Round-bottomed rowboat designed for use in the waves, usually crewed by four rear-facing rowers and an aft-positioned "sweep steer."
The surf boat, descended from the rugged wooden dory boats long used by fishermen and whalers, was adapted for rescue purposes by the Surf Life Saving Association of Australia (SLSA) in the late 1800s, and is now used only for lifeguard training and competition. The average surf boat today is 22 feet long, four to five feet wide, made primarily of foam and molded resin-infused fiberglass, and V-shaped at both ends; buoyancy chambers in the front and back make the boats virtually unsinkable, even in heavy surf.
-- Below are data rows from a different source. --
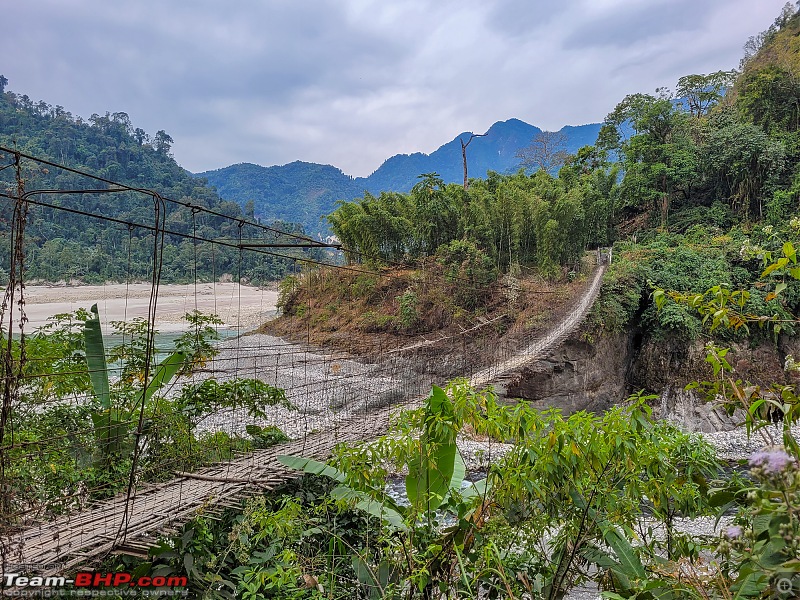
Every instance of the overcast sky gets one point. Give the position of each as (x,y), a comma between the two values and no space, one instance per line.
(352,82)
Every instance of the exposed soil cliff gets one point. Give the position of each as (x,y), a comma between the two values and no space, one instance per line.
(594,376)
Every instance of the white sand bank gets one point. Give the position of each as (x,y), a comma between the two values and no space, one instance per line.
(237,305)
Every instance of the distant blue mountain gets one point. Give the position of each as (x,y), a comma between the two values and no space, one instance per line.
(306,192)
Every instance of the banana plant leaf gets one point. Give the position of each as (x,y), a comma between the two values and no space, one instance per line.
(96,359)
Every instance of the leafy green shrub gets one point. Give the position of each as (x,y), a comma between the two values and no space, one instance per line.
(288,292)
(408,317)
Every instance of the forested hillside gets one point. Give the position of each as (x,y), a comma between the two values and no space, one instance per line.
(695,188)
(63,246)
(306,192)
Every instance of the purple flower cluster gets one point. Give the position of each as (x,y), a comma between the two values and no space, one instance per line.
(771,461)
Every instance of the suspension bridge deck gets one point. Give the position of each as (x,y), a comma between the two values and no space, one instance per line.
(131,525)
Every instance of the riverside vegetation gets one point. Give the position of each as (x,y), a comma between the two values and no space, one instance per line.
(107,428)
(699,196)
(703,193)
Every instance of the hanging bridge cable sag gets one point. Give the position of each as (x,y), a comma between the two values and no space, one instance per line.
(159,219)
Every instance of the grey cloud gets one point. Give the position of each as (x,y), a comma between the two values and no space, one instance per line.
(632,23)
(516,18)
(350,82)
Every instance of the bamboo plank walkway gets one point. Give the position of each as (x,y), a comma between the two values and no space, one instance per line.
(131,527)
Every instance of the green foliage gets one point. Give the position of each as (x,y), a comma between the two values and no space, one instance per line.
(114,416)
(74,427)
(198,400)
(62,245)
(571,481)
(198,343)
(408,309)
(533,220)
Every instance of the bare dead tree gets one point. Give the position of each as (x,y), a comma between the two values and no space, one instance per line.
(472,136)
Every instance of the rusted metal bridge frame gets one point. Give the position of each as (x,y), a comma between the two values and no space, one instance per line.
(156,510)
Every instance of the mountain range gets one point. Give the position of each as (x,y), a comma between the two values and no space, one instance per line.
(306,192)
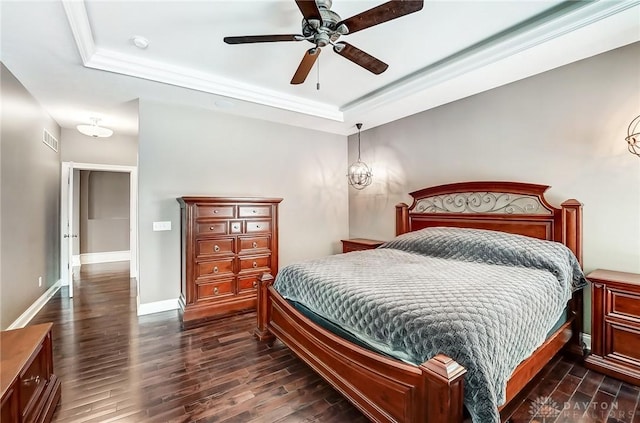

Oars, once carved from a single piece of hardwood tiber, are made of carbon fibre.
Surf boat racing started among Sydney-area SLSA clubs during the early 1900s; in what is sometimes regarded as the first formal race, a team from Little Coogee, Sydney, won a seven-team race in a 1908 surf carnival held at Manly. The basics of surf boat racing remain nearly identical today to what they were a century ago. Teams launch their boats from the beach, paddle through the surf and around a buoy anchored about 300 yards past the surf line, and race back to shore, trying to pick up waves on the way. Australia and New Zealand, in that order, have always been the two dominate surf boat nations.
Pioneering surf moviemaker Bud Browne thrilled audiences in the 1950s with footage of wooden surf boats riding 10-foot waves and smashing into each other during a Sydney club meet. Surf boat races were also a crowd favorite during the United States Surfing Championships held in Huntington Beach from the mid-'60s to the early '70s, and continue to be a popular part of lifeguard competitions around the world. Surf boating is physically demanding and sometimes dangerous: Australians joke that the best way to pick a surf boat crew is to line prospects up in a row and throw bricks at them; the ones who don't duck are selected.